Plusieurs fois par jour, les habitués de la station recommencent leur déambulation sur le Perrey, cette promenade panoramique qui longe la plage d'une falaise à l'autre. Les plus courageux « font » leur premier Perrey dès te matin, en allant chercher le journal ; ils en profitent pour glaner une nuance de couleur ajoutée à leur répertoire : comme ces miroitements argentés de la mer au début du jour. Sur le Perrey, l'habitué d'Etretat croise presque toujours d'autres groupes de sa connaissance et ils s'arrêtent un instant pour bavarder, sans s'éloigner des sujets convenus (comment ça va ? Quel beau temps! Un peu frais, quand même... Tu iras au mariage de la petite Machin ?). Ces échanges très faibles, mais pas totalement inconsistants, apportent au promeneur une légère excitation d'ordre social. Après quoi chacun reprend son chemin.
Le véritable Etretatais n'interrompt jamais très longtemps sa marche ; il « fait » son Perrey comme une marche militaire, ponctuée par de brefs moments sociaux. Sa foulée rapide conjugue la contemplation et l'exercice physique. Et, quand la saison s'achève ou que souffle la tempête, c'est encore sur le Perrey que se retrouvent au grand air les Parisiens en week-end pour contempler le spectacle de l'océan déchaîné ; chaque coucher de soleil leur permet d'admirer une dernière transformation rose des nuages, en échangeant des banalités. Certains soirs, par temps clair, ils se rassemblent devant le casino au coucher du soleil, pour tenter de saisir ce fameux « rayon vert », censé apparaître au moment où l'astre plonge dans les flots. Certains habitués affirment ne l'avoir jamais vu. D'autres prétendent l'observer souvent. Cette question minuscule continuera d'alimenter le bavardage qui demeure ici, la principale forme de conversation: une façon de tourner autour de quelques dérisoires sujets d'intérêt local, d'y revenir toujours aux mêmes périodes de l'année en les variant légèrement, comme s'il était vain de se lancer dans des considérations plus sérieuses.
En saison, le Parisien d'Etretat respecte scrupuleusement les horaires du bain. A 13 heures et 18 heures, il prend possession de la plage, au moment précis où les touristes s'en éloignent.

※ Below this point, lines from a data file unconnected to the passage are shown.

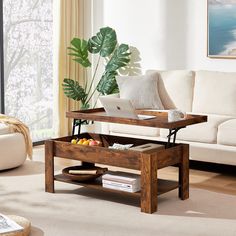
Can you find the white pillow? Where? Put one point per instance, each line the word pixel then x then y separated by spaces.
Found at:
pixel 141 90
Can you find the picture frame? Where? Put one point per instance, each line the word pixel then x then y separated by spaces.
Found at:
pixel 221 29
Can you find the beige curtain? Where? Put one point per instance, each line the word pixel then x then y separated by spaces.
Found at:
pixel 71 25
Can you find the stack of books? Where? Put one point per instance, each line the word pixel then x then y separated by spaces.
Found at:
pixel 122 181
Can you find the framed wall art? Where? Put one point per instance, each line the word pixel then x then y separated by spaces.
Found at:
pixel 221 28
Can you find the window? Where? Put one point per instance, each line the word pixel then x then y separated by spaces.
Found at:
pixel 28 64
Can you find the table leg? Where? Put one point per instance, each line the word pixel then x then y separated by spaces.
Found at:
pixel 49 167
pixel 184 173
pixel 148 183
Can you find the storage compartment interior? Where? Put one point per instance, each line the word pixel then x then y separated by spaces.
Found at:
pixel 109 140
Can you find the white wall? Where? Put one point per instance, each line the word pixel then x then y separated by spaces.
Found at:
pixel 170 34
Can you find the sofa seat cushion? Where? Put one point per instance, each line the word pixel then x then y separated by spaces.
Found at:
pixel 4 129
pixel 203 132
pixel 227 133
pixel 215 93
pixel 13 150
pixel 175 88
pixel 134 130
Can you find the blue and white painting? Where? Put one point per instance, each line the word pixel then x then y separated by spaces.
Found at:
pixel 222 28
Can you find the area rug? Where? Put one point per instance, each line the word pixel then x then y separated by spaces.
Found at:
pixel 80 211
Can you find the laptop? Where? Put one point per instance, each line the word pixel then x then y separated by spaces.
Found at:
pixel 119 107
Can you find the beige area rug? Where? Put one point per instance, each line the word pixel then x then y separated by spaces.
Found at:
pixel 76 211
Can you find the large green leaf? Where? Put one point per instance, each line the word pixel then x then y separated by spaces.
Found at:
pixel 104 42
pixel 73 90
pixel 79 51
pixel 119 59
pixel 107 84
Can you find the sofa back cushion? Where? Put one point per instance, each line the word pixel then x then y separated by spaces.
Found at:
pixel 140 90
pixel 215 93
pixel 175 88
pixel 227 133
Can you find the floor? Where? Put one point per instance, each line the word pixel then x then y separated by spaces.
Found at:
pixel 217 181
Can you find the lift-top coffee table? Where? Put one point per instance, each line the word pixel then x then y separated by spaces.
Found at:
pixel 148 162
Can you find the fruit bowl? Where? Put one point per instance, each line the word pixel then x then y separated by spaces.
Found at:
pixel 83 177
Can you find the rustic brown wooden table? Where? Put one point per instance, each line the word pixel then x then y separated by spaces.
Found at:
pixel 147 162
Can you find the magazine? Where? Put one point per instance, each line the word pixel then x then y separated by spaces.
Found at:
pixel 8 226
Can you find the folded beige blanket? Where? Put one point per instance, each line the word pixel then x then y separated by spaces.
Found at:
pixel 18 126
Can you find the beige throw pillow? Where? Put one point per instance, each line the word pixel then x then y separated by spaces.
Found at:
pixel 141 90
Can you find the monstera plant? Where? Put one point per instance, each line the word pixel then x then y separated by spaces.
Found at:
pixel 116 56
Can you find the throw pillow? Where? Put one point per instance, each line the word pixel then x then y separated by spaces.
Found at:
pixel 141 90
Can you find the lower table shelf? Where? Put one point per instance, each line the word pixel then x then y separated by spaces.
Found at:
pixel 163 185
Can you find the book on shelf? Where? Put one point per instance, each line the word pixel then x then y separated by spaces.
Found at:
pixel 121 181
pixel 110 186
pixel 8 226
pixel 123 185
pixel 122 177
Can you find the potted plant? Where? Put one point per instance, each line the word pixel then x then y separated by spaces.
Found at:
pixel 116 56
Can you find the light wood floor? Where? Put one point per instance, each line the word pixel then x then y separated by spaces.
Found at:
pixel 208 180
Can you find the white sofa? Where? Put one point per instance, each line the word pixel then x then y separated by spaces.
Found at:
pixel 12 148
pixel 201 92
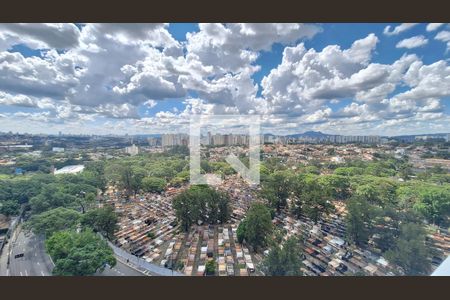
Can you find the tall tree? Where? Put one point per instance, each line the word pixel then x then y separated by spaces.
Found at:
pixel 102 220
pixel 410 251
pixel 359 220
pixel 79 254
pixel 258 226
pixel 312 198
pixel 283 259
pixel 53 220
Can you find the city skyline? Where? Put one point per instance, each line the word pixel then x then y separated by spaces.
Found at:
pixel 352 79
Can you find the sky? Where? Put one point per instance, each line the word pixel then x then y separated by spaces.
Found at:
pixel 350 79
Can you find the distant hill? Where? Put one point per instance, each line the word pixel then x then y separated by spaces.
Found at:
pixel 310 134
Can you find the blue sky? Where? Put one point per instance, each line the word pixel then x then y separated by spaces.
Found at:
pixel 149 78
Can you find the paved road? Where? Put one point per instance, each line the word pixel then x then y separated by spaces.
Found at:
pixel 121 269
pixel 35 261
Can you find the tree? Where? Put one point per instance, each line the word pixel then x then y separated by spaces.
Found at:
pixel 284 259
pixel 153 184
pixel 51 196
pixel 53 220
pixel 79 254
pixel 358 220
pixel 338 185
pixel 434 203
pixel 410 251
pixel 387 226
pixel 102 220
pixel 241 231
pixel 9 208
pixel 201 203
pixel 311 198
pixel 277 187
pixel 258 225
pixel 210 267
pixel 430 200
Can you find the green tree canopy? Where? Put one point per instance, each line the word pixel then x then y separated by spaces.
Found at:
pixel 410 251
pixel 153 184
pixel 79 254
pixel 283 259
pixel 201 203
pixel 53 220
pixel 258 225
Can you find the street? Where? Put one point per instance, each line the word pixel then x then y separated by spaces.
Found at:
pixel 35 261
pixel 120 269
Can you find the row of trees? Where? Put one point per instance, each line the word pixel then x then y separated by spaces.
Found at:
pixel 201 203
pixel 309 196
pixel 71 238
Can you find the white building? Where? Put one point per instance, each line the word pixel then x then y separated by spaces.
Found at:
pixel 73 169
pixel 132 150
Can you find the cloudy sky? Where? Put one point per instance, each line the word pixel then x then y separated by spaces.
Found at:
pixel 387 79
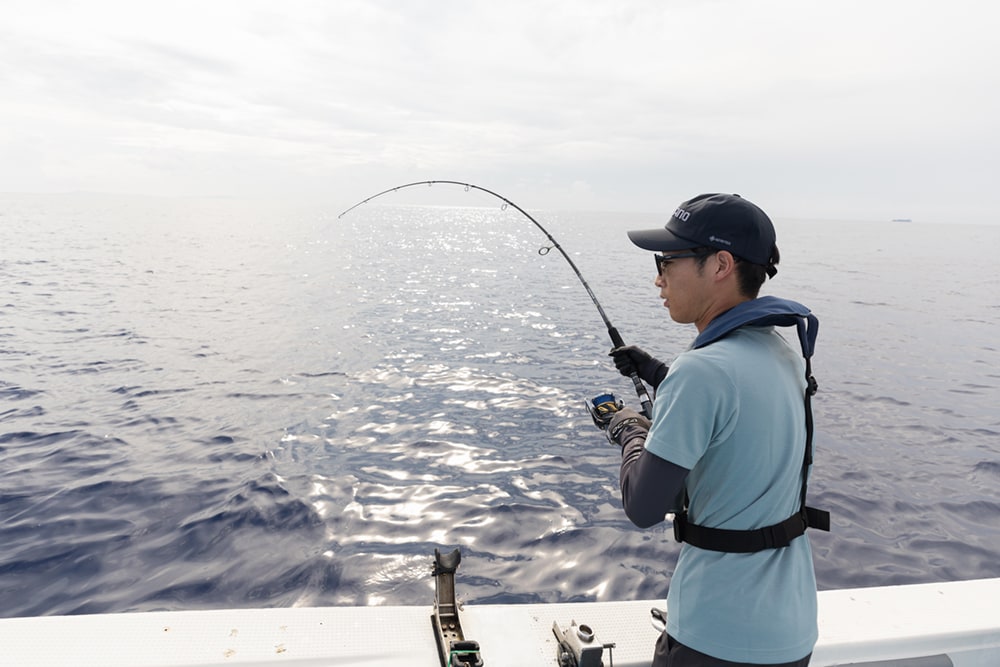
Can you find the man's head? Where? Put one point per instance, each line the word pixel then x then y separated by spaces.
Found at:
pixel 720 222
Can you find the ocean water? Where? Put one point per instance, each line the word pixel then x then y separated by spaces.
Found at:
pixel 214 403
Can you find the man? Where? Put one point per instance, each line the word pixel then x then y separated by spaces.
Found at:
pixel 728 448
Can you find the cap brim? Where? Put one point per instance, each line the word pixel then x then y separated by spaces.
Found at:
pixel 659 239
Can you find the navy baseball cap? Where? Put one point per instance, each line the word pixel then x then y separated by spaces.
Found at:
pixel 720 221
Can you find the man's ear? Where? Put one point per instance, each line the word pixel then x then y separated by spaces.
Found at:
pixel 726 263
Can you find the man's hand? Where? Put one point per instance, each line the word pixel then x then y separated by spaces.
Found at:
pixel 631 359
pixel 626 425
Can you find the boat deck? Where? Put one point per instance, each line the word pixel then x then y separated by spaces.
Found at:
pixel 928 625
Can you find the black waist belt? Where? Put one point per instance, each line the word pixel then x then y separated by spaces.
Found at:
pixel 750 541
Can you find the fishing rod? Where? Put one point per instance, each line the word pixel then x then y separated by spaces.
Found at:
pixel 616 339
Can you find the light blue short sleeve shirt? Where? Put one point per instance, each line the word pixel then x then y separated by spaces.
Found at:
pixel 732 413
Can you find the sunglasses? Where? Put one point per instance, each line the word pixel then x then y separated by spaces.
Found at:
pixel 661 260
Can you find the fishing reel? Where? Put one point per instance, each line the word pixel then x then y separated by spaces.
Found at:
pixel 603 408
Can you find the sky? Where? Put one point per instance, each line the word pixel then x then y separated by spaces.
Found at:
pixel 856 110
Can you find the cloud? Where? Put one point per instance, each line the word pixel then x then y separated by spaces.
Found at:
pixel 869 107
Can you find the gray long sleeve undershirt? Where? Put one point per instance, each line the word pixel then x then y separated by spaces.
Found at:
pixel 651 486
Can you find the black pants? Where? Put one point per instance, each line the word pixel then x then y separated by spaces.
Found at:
pixel 671 653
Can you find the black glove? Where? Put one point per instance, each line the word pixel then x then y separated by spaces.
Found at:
pixel 626 425
pixel 631 359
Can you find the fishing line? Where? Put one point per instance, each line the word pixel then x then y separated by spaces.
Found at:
pixel 616 339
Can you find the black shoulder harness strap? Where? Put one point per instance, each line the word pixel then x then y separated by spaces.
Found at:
pixel 765 311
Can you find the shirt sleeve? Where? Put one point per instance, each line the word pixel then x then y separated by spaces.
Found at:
pixel 695 406
pixel 651 486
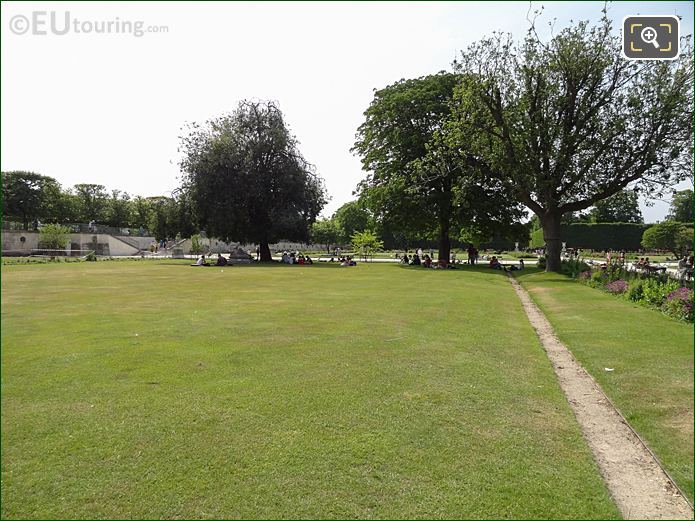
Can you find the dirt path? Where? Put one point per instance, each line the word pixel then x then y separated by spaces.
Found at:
pixel 638 484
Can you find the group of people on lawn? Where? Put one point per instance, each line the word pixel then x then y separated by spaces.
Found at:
pixel 221 261
pixel 426 261
pixel 295 258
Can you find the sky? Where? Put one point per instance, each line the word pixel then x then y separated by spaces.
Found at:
pixel 105 102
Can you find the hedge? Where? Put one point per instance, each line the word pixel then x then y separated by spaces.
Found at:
pixel 597 236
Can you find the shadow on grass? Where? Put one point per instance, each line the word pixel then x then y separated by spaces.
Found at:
pixel 549 277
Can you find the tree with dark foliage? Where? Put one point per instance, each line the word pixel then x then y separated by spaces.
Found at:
pixel 570 122
pixel 247 180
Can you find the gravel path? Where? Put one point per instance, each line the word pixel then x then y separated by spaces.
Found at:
pixel 640 487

Commencent alors les réflexions sur la température de l'eau, inépuisable sujet qui affecte toutes les générations de baigneurs.

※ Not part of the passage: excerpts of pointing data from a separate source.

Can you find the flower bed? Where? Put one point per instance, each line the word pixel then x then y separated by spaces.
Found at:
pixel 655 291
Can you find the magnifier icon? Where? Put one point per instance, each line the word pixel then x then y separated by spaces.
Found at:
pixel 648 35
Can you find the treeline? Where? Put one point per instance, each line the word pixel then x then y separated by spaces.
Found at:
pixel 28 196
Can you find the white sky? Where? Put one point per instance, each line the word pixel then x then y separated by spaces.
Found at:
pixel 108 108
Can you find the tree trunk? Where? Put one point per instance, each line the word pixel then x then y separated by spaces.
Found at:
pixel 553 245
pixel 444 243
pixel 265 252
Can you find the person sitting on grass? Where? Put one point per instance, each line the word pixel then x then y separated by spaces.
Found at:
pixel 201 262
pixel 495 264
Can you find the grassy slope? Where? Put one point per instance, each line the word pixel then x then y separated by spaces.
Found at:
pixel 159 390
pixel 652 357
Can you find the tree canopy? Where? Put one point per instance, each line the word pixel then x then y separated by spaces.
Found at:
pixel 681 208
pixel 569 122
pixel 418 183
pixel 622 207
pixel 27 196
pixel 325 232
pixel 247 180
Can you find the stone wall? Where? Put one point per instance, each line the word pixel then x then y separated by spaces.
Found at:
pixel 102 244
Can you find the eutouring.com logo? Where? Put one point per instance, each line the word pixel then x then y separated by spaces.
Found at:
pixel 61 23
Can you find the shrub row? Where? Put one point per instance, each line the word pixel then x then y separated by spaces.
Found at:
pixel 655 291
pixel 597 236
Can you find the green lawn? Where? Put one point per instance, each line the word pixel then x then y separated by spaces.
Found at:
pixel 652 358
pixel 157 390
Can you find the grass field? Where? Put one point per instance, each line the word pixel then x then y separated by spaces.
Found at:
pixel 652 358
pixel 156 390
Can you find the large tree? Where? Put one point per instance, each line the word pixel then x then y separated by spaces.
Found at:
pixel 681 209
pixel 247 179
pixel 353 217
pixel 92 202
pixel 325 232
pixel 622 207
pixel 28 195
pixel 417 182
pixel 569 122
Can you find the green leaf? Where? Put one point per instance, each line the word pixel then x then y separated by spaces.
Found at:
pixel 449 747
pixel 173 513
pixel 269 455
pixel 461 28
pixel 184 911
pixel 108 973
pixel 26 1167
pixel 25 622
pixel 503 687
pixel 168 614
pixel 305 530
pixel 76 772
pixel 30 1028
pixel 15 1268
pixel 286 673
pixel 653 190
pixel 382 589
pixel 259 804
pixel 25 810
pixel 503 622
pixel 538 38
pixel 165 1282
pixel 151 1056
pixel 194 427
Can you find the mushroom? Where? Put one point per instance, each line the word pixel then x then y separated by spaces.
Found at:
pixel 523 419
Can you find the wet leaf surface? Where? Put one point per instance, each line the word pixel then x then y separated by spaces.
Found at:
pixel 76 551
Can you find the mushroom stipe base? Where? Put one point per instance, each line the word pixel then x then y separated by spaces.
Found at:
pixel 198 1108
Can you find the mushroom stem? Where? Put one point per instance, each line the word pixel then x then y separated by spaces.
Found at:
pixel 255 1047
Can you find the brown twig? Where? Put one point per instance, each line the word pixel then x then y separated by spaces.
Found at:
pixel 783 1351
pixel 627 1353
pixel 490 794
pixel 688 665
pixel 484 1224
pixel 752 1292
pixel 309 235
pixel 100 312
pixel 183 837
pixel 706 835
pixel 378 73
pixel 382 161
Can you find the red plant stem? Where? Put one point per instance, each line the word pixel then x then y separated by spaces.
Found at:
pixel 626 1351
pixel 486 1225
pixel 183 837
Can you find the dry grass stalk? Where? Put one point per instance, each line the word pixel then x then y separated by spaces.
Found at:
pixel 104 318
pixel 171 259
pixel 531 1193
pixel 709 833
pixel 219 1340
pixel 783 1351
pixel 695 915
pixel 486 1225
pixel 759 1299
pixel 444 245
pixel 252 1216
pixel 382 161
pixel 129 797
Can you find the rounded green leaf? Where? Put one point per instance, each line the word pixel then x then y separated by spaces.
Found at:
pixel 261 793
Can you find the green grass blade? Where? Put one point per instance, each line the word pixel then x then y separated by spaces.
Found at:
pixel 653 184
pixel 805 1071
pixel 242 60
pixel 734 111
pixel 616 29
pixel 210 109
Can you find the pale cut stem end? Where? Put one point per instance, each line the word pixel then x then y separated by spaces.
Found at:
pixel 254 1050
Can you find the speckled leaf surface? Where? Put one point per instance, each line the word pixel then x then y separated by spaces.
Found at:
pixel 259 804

La question se pose objectivement en approchant du rivage, face au vent du Nord qui souffle sur la plage par beau temps. Quelques minutes avant, allongé au soleil sur la pente de galets, vous aviez presque chaud. Devant la mer, vous serrez frileusement vos bras autour du ventre. Une vague plus longue que les autres lèche vos orteils et vous envoie une décharge glacée. Chaque baigneur se demande pourquoi entrer dans ce liquide cruel où chaque jour, il s'inflige la même étrange punition ; mais il sait qu'il en ressortira plus, joyeux ; pendant le bain, il éprouvera même certaines sensations délicieuses. Pour l'heure, le voilà figé parmi les autres baigneurs hésitants. Leurs pieds se mettent progressivement à température ; le reste du corps est toujours gelé.
Ceux qui terminent leur bain s'approchent du rivage en nageant avec volupté ; leur tête satisfaite émerge, un brin provocante, tandis que recommence l'inépuisable série de répliques répertoriées : « Elle me paraît froide, ce matin », dit celui qui va se baigner. « Il suffit d'y aller, elle est très bonne », rétorque celle qui sort de l'eau. « Au fond, nous sommes un peu masochiste » grommelle cet ironiste qui, l'autre soir, assurait n'avoir jamais vu le rayon vert. « Hou la la, c'est glacial ! », s'écrie un nouvel arrivant, comme s'il apprenait à la communauté quelque chose d'important. « N'hésitez pas, elle est délicieuse ! », conclut un optimiste, le plus agaçant de tous : descendant rapidement la pente de galets, il plonge d'un coup sec en éclaboussant tout le monde, disparaît sous l'eau, puis ressort la tête et s'éloigne en crawlant.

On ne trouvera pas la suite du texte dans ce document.